はい。NIPPOではクリームは柴の正当な毛色として認められています。基準では薄い毛色や裏白の欠如は減点対象となりますが、構造が良く色素が濃く正しいタイプを持つクリーム色の柴であれば、優良を獲得することは可能です。

How do I enter a NIPPO show in Europe?

European NIPPO Club(または各国の加盟クラブ)に入会し、犬の血統データベースに登録して、ウェブサイトで今後のスペシャルティショーの情報を確認してください。通常、出場申込は各イベントの数ヶ月前に開始されます。

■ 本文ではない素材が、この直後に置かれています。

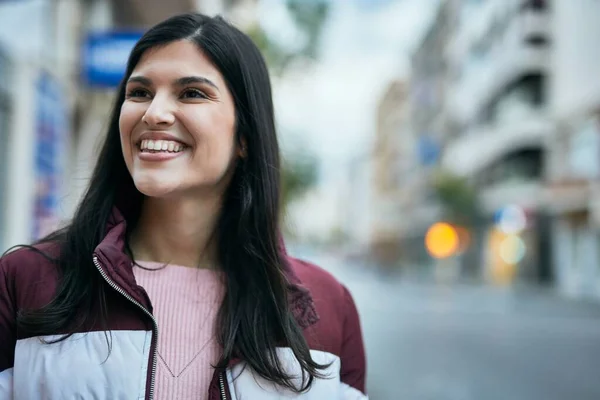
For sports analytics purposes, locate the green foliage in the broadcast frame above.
[433,171,479,225]
[246,0,329,74]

Do NIPPO judges travel from Japan to Europe?

頻繁に渡航します。ヨーロッパのNIPPOスペシャルティの多くは、イベントのために特別に招聘された日本人公認審査員によって審査されており、これは、このシステムに真正性とブリーダーにとっての価値を与えている要素の一つです。